Some additional considerations around competitive pressure on AI developers could limit the success of this mechanism. AI developers have competitive pressure to deceive regulators, or downplay the capabilities, alignment, or risks for the model for financial gain. Repeating the evaluation loop pre-deployment and post-deployment maybe help to disincentivise developer deception. Additionally, reporting on potential capabilities or alignment could trigger competition from other companies who then rush development, or downplay the risks of their own models. However, this could be mitigated by making the submissions to the regulator mostly private.
This week had a heavy focus on the difference between regulations and standards and the pros and cons of each for guiding the safe development of AI. I found thinking through the nuanced differences between regulations and standards to be one of the most useful aspects of this week's reading, activities and discussion. We also spent some time discussing the regulations that are in place or proposed for different countries – we talked about the US, EU, UK, and China. I had totally forgotten this from the reading, so this was a valuable aspect of the discussion.
For reference, Australia's approach appears to be very similar to that of the US based on a brief look. The Australian Department of Industry, Science and Resources has published Australia's AI Ethics Principles, a voluntary framework intended to be "aspirational and [to] complement – not substitute – existing AI regulations and practices" (this quote implies there could be other regulation that I'm not aware of; I only did some quick Googling to get a quick calibration on how Australia compares to the other jurisdictions we were discussing). This appears to be comparable in approach to the US National Institute for Standards and Technology's AI Risk Management Framework and the Senate Majority Leader's SAFE Innovation framework.
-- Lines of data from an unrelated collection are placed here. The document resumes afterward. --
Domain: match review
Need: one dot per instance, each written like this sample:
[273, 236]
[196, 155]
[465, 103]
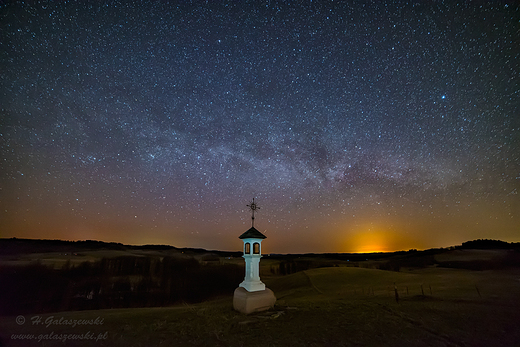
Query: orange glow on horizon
[375, 238]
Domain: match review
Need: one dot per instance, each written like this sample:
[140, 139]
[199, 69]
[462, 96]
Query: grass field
[339, 306]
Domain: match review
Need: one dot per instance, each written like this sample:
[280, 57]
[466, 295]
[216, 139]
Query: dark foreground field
[337, 306]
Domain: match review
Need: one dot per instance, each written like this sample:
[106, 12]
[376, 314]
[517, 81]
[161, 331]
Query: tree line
[118, 282]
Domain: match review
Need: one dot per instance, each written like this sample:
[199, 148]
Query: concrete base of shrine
[249, 302]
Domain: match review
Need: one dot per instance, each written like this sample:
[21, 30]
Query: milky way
[393, 123]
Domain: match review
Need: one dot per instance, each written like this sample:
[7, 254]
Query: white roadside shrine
[252, 294]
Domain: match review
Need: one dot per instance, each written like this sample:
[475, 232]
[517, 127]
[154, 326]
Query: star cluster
[156, 122]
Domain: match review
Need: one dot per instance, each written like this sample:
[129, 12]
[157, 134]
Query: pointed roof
[252, 234]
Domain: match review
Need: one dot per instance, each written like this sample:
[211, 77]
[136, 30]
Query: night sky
[357, 126]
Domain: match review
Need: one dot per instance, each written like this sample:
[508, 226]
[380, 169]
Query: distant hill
[489, 244]
[13, 246]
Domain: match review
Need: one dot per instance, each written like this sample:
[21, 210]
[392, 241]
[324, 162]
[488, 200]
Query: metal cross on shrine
[253, 207]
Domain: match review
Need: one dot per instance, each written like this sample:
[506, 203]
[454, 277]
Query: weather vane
[253, 207]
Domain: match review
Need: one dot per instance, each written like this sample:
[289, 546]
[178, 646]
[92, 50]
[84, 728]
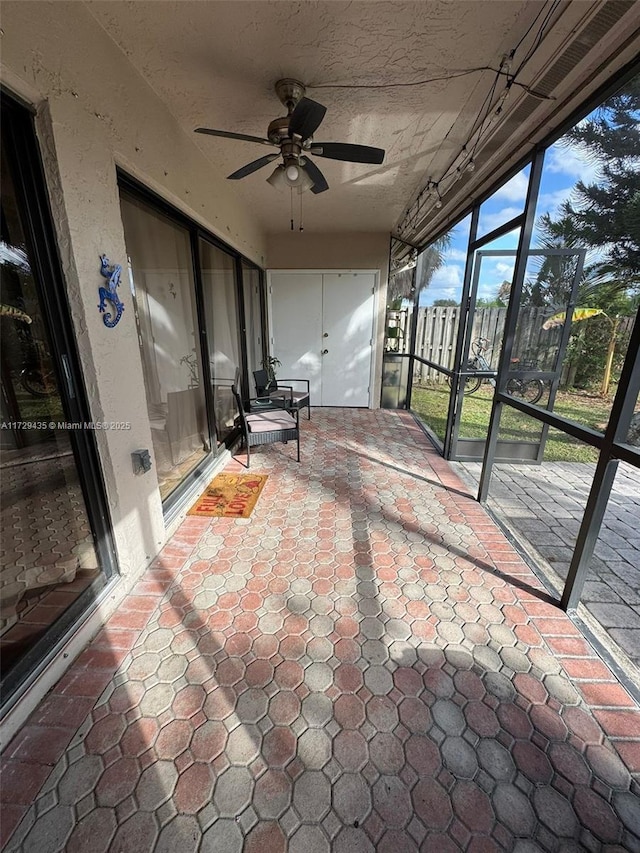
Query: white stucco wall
[94, 112]
[347, 251]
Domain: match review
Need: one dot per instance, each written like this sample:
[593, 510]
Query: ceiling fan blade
[227, 134]
[306, 118]
[348, 152]
[319, 181]
[252, 167]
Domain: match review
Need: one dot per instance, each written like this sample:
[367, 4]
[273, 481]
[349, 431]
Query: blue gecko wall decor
[110, 294]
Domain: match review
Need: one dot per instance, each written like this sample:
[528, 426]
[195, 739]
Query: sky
[564, 165]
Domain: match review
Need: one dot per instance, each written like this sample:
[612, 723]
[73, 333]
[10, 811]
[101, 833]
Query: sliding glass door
[220, 293]
[56, 551]
[162, 283]
[253, 324]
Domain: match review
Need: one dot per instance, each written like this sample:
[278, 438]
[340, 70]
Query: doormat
[230, 496]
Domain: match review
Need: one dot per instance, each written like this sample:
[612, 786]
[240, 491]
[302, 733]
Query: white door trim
[375, 332]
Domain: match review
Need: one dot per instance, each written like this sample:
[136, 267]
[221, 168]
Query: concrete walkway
[544, 506]
[363, 665]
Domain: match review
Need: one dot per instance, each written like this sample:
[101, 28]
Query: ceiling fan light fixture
[281, 180]
[292, 173]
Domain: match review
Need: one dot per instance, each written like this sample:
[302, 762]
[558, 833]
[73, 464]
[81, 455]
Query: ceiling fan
[293, 135]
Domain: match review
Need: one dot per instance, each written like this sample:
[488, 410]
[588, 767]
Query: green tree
[606, 214]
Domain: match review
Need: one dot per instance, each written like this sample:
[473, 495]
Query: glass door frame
[134, 188]
[25, 161]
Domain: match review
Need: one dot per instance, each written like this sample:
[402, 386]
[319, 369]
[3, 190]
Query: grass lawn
[430, 404]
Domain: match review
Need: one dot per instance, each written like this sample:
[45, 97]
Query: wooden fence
[438, 328]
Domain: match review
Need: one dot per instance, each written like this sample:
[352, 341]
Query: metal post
[450, 437]
[413, 332]
[616, 433]
[522, 256]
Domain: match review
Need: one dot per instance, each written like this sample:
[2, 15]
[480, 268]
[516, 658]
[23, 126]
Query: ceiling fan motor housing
[289, 91]
[278, 130]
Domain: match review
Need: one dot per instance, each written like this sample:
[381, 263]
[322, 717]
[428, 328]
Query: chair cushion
[270, 421]
[288, 395]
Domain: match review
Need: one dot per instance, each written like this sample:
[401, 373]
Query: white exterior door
[296, 328]
[322, 330]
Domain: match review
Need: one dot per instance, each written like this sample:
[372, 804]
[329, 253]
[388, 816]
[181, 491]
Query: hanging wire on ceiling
[490, 110]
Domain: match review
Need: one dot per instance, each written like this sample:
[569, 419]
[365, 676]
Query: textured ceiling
[214, 64]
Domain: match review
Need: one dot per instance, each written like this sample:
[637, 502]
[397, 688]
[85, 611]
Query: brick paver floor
[363, 665]
[544, 506]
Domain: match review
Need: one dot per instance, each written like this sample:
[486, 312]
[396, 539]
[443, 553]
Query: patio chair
[272, 424]
[275, 388]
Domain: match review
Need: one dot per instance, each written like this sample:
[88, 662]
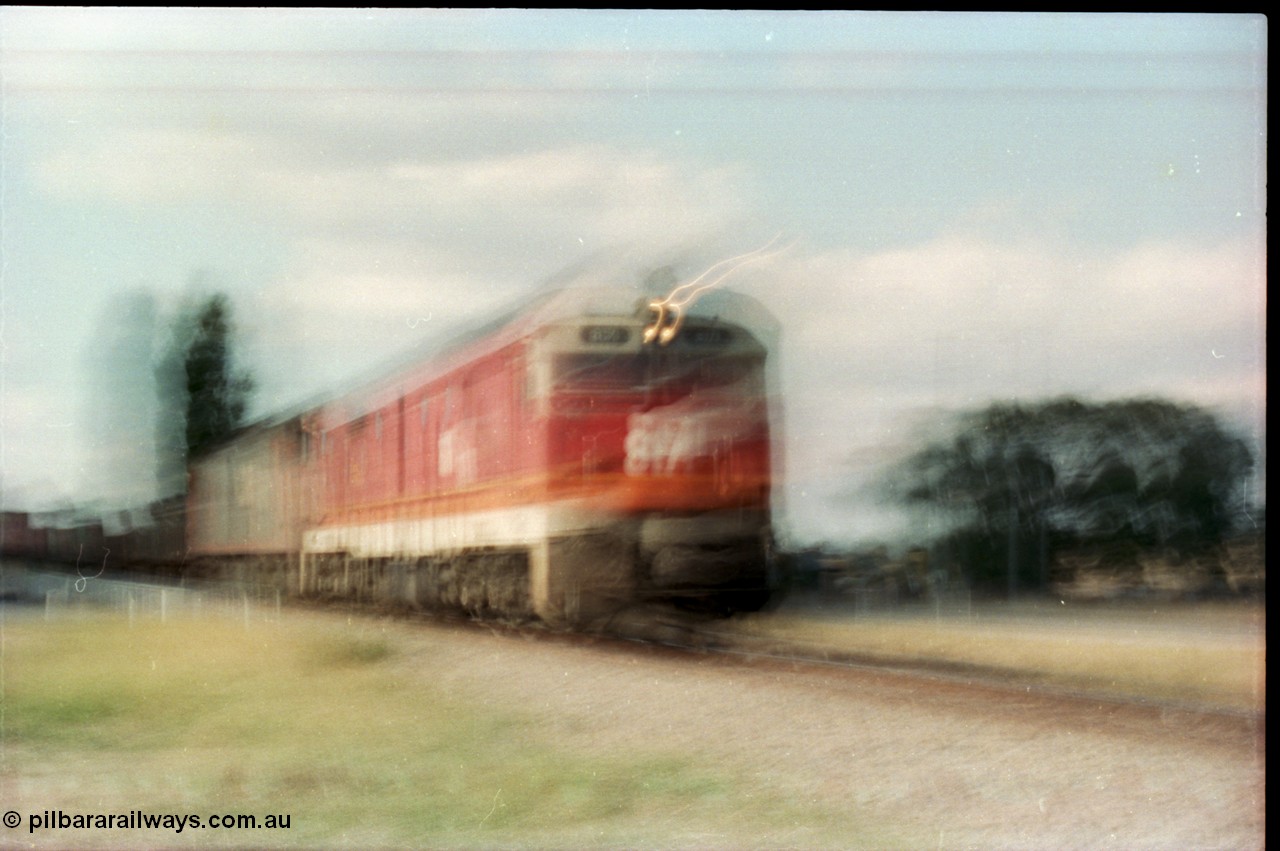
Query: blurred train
[565, 462]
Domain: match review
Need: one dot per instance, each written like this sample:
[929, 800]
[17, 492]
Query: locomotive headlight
[606, 334]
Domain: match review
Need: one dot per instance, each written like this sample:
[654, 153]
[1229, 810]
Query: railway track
[676, 635]
[657, 630]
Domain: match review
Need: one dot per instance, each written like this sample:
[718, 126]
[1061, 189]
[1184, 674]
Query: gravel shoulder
[952, 765]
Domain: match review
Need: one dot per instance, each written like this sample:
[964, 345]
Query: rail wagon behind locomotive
[556, 465]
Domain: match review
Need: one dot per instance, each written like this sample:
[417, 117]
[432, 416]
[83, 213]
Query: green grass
[311, 721]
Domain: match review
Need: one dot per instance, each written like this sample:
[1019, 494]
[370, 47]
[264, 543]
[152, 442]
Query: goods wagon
[247, 503]
[563, 462]
[19, 538]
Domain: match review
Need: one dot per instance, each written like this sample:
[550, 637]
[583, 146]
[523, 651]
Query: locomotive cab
[670, 444]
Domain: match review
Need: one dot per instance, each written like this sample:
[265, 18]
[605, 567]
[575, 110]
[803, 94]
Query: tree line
[1013, 485]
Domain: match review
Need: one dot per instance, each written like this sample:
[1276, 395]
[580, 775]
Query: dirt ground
[954, 765]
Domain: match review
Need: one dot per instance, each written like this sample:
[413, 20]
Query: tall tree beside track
[1018, 481]
[204, 396]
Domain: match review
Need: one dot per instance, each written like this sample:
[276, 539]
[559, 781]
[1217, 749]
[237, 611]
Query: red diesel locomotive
[562, 465]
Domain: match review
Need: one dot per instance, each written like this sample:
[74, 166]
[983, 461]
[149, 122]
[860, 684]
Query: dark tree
[1016, 481]
[202, 396]
[216, 394]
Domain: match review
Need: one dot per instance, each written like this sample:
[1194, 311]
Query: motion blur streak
[679, 300]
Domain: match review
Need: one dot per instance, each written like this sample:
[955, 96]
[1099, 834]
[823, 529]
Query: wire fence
[50, 594]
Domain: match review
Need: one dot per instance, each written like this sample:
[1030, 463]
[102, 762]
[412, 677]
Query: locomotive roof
[566, 300]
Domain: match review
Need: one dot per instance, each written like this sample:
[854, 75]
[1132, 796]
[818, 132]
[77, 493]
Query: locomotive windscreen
[652, 373]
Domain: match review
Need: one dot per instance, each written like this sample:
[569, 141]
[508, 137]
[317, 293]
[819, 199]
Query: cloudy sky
[982, 206]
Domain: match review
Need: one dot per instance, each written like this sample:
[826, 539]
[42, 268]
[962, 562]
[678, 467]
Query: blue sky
[983, 206]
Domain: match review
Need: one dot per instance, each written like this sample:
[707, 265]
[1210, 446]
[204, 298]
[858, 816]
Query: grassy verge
[1194, 654]
[214, 717]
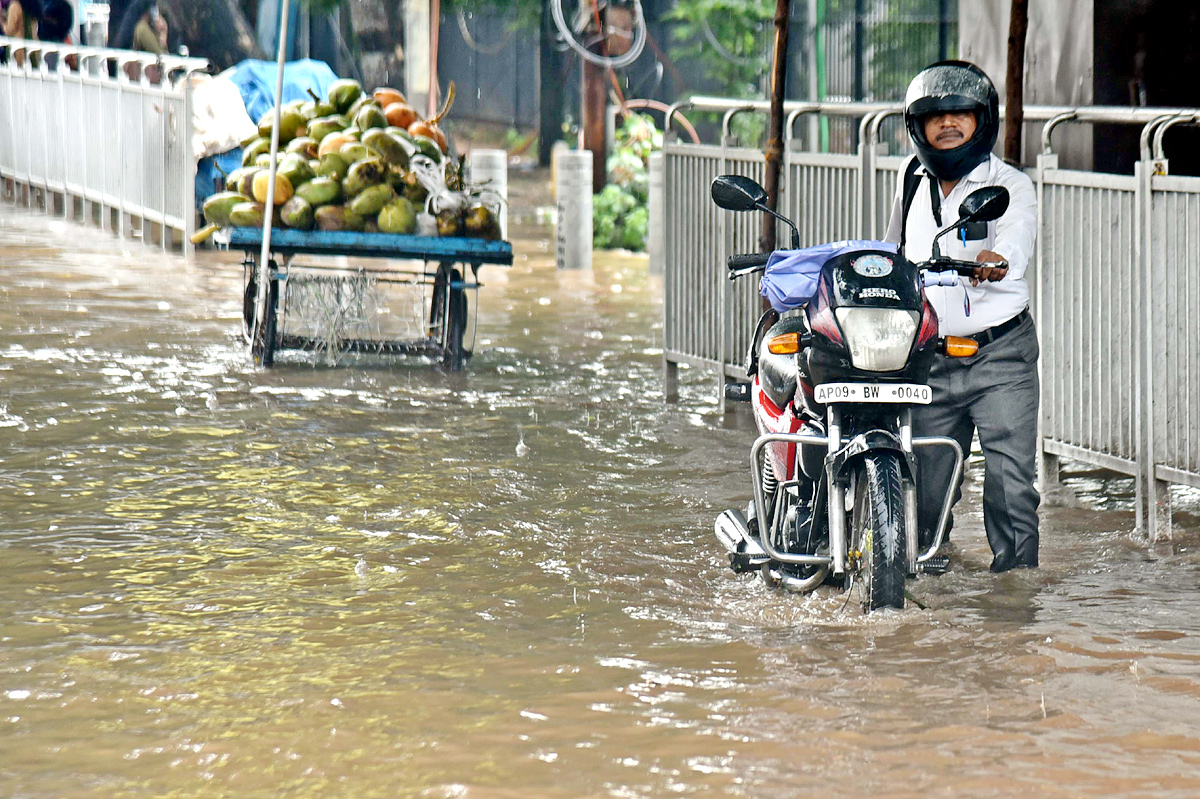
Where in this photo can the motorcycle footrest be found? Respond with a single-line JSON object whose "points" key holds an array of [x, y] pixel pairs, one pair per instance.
{"points": [[935, 565], [737, 391]]}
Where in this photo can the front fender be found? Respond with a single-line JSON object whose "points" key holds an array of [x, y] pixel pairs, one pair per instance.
{"points": [[840, 462]]}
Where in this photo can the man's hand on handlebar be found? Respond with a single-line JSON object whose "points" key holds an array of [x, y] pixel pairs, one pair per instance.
{"points": [[993, 268]]}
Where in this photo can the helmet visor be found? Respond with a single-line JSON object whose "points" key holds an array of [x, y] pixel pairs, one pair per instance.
{"points": [[946, 88]]}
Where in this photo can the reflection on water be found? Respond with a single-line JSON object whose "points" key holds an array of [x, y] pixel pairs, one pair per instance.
{"points": [[381, 580]]}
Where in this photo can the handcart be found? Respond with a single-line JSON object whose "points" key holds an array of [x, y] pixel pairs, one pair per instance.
{"points": [[444, 266]]}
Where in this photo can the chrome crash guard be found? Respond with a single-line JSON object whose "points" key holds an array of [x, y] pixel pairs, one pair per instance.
{"points": [[839, 455]]}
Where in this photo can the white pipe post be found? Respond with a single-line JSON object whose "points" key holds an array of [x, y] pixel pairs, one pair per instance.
{"points": [[490, 172], [269, 210], [574, 224]]}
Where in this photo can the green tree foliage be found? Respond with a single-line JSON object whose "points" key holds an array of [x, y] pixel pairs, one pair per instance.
{"points": [[739, 59], [619, 214]]}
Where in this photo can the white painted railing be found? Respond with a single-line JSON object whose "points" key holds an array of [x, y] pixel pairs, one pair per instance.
{"points": [[81, 137]]}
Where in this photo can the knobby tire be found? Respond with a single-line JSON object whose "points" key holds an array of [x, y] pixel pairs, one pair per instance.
{"points": [[879, 526]]}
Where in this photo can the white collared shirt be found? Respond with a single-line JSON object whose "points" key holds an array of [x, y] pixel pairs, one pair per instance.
{"points": [[965, 310]]}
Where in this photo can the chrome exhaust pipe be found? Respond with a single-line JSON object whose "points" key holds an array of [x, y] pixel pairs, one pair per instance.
{"points": [[733, 533]]}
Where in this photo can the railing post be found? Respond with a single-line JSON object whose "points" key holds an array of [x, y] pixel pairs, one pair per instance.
{"points": [[1048, 464], [655, 246], [189, 167], [1153, 500]]}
My questions from the reading
One question this week's readings raised for me was about the supply of sufficiently skilled exports outside of leading AI labs. If future regulations, or standards, require that external experts scrutinise the work of leading AI labs, will those experts exist or will all sufficiently skilled experts be working at AI labs? In response to this question, someone highlighted that ARC evals exists – this overview of ARC Evals presented by Beth Barnes was one of "reading" for the week – and that it appears that there are probably enough skilled "external" experts for now but when more labs pop up in the future this may not be the case.
I agree that in a future with many many more leading AI companies – companies capable of training cutting-edge AI models – that the current number of "external" experts seems insufficient. However, I can also picture a future where there remain only 3-5 leading AI companies because only those who were sufficiently far ahead of the pack at a certain point in time can amass the financial and talent resource required to keep up with cutting-edge development. If that "certain point in time" is now, then this would imply that the current big players will be able to sustain their lead while competitors wither away, unable to keep pace with the resources required to keep pace with the juggernauts.
A point of interest raised in the discussion: Netflix runs on Amazon AWS but Amazon couldn't shut them down if they wanted to because they don't know where the data is on their servers – Amazon having their own competing streaming service, of course. This was raised in a discussion around data centres knowing who is using their services and where data is being stored. I haven't looked into this any further, and I'm sure there's more nuance to the situation, but it's an interesting anecdote on the challenge of imposing limitations on access to cloud computing services.